Vernissage am 10. November 2017, 19 bis 22 Uhr

Hier finden Sie ein Beitrag von Radio LeineHertz von der Vernissage der Austellung





 

Essen Sie alles?

Die Bilder von So-Jin Kim sind, wenn ich es aus meiner Sicht als einfacher Europäer sehe, sehr asiatisch, spezifischer: sehr koreanisch. Das aber sieht man erst, wenn man Korea etwas kennt.

Korea ist ein Land mit viel Lust zur klaren Farbe. Es gibt keine Färbchen und Tönchen, sondern Farben. Als hätten die Koreaner zu den drei Primärtönen, nochmal 3 dazu erfunden.

Die Palette von So-Jin Kim ist so arrangiert wie die endlosen blinkenden elektronischen Werbetafeln in Myeong-Dong in Seoul. Die Übersicht zu behalten versteht die Künstlerin dabei gut, die Nachbarschaft der einzelnen Farbtupfer ergibt immer neue Kombinationen, weit mehr, als die französische Palette des 18. Jahrhunderts mit all ihren Pastelltönen hergegeben hätte.

Der europäische Maler heute mischt in jede Farbe etwas Weiß, und oft etwas Schwarz. So wie man beim Kochen immer Salz und etwas Zucker dazugibt. Daraus ergibt sich der Grauschleier, der diese Bilder zusammenhält.
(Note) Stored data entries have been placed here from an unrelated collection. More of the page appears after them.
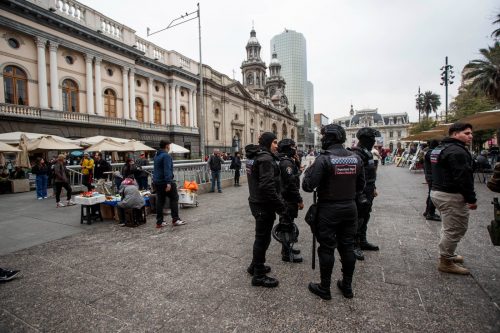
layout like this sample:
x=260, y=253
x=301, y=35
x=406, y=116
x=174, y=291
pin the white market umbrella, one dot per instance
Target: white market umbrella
x=176, y=149
x=50, y=143
x=107, y=145
x=91, y=140
x=15, y=137
x=8, y=148
x=133, y=145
So-Jin Kim kommt ohne aus.

Steht man in ihrem Atelier, ist man beeindruckt von den vielen unterschiedlichen Formaten, die auf dem Boden stehen. Einiges fertig, einiges nicht. Man fährt die Oberflächen mit dem Auge ab, und es stellt sich eben dieser Myeong-Dong Effekt ein. Genau wie in jenem wunderbaren Einkaufsviertel erfährt man auch hier im Atelier Genusslust, Freude am Sehen. Hereinspaziert! Hier gibt’s was Besonderes.

Die Themen von So-Jin Kim haben freilich nichts zu tun mit den Shopping-Gängen in eleganten Einkaufsstraßen. Ihre Themen haben nichts mit Konsum zu tun.
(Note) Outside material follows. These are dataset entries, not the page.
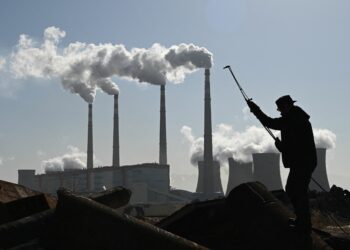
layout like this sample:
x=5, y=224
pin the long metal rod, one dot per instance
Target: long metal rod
x=246, y=98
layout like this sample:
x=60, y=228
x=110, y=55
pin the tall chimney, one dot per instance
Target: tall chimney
x=116, y=160
x=162, y=131
x=320, y=173
x=208, y=169
x=90, y=150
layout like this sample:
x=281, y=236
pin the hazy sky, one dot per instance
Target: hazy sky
x=298, y=47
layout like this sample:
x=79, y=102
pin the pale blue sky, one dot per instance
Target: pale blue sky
x=298, y=47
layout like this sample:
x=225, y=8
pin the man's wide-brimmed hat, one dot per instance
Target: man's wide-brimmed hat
x=286, y=99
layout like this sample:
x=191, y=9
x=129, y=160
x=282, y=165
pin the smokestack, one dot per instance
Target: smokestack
x=267, y=170
x=116, y=160
x=320, y=173
x=90, y=150
x=209, y=183
x=239, y=172
x=162, y=131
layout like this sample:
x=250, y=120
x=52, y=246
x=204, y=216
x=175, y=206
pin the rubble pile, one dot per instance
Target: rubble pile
x=336, y=201
x=249, y=218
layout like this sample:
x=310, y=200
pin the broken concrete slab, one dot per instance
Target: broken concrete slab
x=249, y=218
x=101, y=227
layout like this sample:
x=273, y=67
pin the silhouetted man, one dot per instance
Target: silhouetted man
x=298, y=150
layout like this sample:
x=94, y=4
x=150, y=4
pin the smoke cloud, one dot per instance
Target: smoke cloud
x=228, y=142
x=324, y=138
x=84, y=68
x=74, y=159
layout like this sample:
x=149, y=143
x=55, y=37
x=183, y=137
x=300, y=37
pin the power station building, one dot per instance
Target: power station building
x=149, y=182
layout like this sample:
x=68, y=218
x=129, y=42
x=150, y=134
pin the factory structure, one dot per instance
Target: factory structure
x=150, y=182
x=265, y=168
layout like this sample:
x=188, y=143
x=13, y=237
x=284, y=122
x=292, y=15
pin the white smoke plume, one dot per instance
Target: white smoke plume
x=74, y=159
x=230, y=143
x=2, y=63
x=83, y=68
x=324, y=138
x=241, y=145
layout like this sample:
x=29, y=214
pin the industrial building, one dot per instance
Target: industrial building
x=149, y=182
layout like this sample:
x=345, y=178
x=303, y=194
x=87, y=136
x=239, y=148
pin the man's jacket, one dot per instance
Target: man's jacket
x=298, y=145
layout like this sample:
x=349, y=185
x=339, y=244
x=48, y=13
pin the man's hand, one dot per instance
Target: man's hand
x=279, y=145
x=253, y=107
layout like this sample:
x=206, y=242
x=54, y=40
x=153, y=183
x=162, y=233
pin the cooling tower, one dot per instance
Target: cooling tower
x=217, y=188
x=320, y=173
x=239, y=172
x=267, y=170
x=162, y=130
x=209, y=182
x=116, y=159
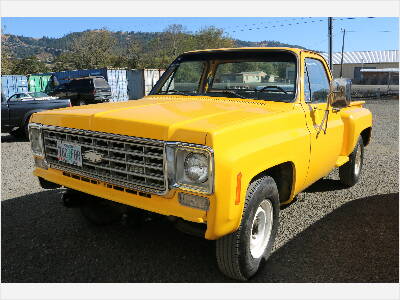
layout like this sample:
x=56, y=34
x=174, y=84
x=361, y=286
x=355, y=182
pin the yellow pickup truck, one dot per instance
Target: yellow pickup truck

Sie handeln von Leben, Landschaft, Natur, Essen, Reisen, dem Aufnehmen aller fremden Eindrücke und deren Bewältigung und Verarbeitung in unendlichen Variationen von Bildern und Malerei.
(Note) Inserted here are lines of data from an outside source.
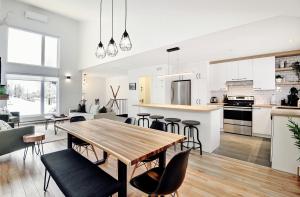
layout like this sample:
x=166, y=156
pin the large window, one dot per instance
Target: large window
x=30, y=48
x=31, y=95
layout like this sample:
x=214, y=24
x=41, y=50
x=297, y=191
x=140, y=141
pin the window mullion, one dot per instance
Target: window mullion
x=43, y=51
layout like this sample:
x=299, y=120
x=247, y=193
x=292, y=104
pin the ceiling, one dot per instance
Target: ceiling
x=204, y=29
x=271, y=35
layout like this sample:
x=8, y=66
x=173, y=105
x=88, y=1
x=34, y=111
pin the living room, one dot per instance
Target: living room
x=116, y=98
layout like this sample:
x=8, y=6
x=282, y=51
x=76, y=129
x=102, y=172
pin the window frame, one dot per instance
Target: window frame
x=42, y=48
x=42, y=95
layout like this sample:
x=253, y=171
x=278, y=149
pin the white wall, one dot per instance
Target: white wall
x=94, y=89
x=64, y=28
x=121, y=81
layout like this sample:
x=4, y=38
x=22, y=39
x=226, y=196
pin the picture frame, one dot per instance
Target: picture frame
x=132, y=86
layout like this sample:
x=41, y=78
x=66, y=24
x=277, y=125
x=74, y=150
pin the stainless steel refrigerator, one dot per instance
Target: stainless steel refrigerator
x=181, y=92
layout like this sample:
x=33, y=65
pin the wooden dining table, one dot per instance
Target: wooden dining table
x=130, y=144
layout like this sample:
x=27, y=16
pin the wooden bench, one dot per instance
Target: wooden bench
x=76, y=176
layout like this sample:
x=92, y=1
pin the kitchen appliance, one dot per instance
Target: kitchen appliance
x=238, y=115
x=213, y=99
x=181, y=92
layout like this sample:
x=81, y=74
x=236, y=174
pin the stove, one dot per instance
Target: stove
x=238, y=115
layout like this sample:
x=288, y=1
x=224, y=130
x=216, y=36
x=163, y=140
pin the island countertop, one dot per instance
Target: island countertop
x=197, y=108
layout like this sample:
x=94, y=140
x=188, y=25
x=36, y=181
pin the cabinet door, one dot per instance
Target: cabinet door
x=218, y=76
x=245, y=70
x=264, y=73
x=261, y=121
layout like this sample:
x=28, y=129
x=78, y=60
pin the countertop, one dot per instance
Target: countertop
x=286, y=112
x=198, y=108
Ihr Leben ist so bunt und vielfältig, weil sie reist, seit 13 Jahren auf Achse ist, in 100 Ländern, in hundert Häusern lebte, und in jedem Haus andere Bilder malte. Sie hat in Deutschland lange gelebt, dann in der Schweiz, in Spanien, war oft in Italien und Frankreich.

Nehmen wir einmal die Erfahrung des Essens. In der ganzen Welt identifizieren sich die Menschen mit ihren Speisen, landeseigenen Essenserfindungen, und Geschmacksrichtungen. Der Italiener liebt frische Pasta, der Spanier Kaninchen, der Franzose Huhn in Wein, und der Amerikaner träumt vom saftigen Stück Fleisch. Die Koreaner träumen von den 1000 und einer Schale, die auf dem Tisch stehen, gefüllt mit 1001 verschiedenen Speisen.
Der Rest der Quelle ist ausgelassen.